If Windows is your starting point, then hopefully you’ll find some useful information here…
Let’s dive in:
Situational Awareness and Physical Security:
You can’t start any conversation about laptop security without pointing out the obvious. Laptops are small and easy to steal. They are also easy to unload – so they make sweet targets. Just be smart and you should avoid most physical security problems. If you’re on the road, make sure that you use a computer bag with a shoulder strap – preferably one that would make it difficult for someone to remove your laptop from your person without you noticing. When it’s not being carried, use a lock (there are even ones with alarms built-in) or keep it in a safe (or some other secure location). Again, be smart and you’ll be fine in this area.

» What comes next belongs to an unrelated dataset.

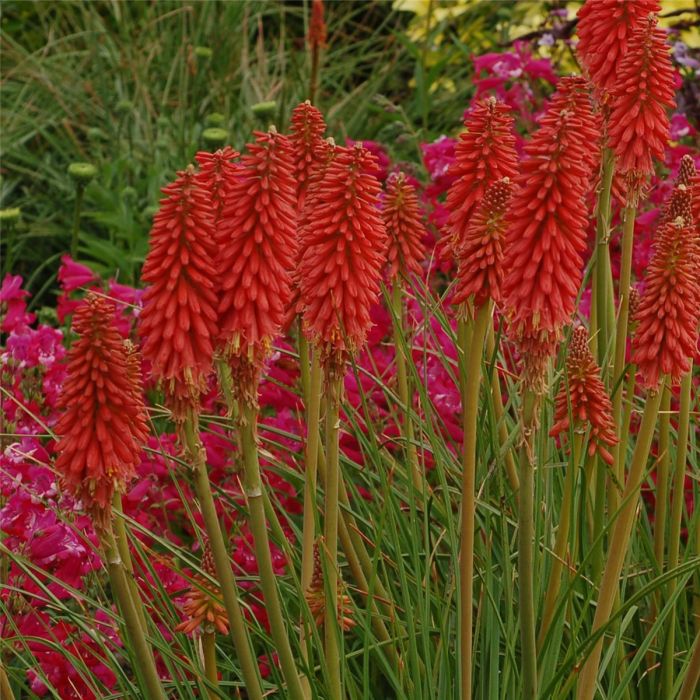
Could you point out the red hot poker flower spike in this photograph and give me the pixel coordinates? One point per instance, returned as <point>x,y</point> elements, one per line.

Physical Tracking and Shutdown Services:
If you do manage to find yourself in a situation where you have one less laptop than you should have, there are a few great tools on the market that will allow you to track or trace the computer, and/ or prevent it from even being booted. LoJack for Laptops is one example, but I use PCTheftDefense myself (it came with my Sony Vaio). You just set up an account on-line, add a passcode, and off you go. If your laptop is lost or stolen, you can go to the site and shut down the device. If the laptop isn’t used for a few days (it misses its check-ins with the server for too long), you’ll have to enter your passcode to even boot the thing. While this may sound a little annoying, it’s a nice feature.
Locking Down the BIOS:
The BIOS is your friend when it comes to laptop security. There aren’t too many things that you can do with it, but the couple of options you have here can make it nearly impossible to use the device (well, unless the BIOS is physically reset that is). Anyway, there are two quick and easy things you’ll want to do. First, enable a strong password for gaining access to the BIOS. After that, make your hard drive is the only bootable device. This will make it difficult to start the laptop with a CD or USB drive if it ever falls into the wrong hands.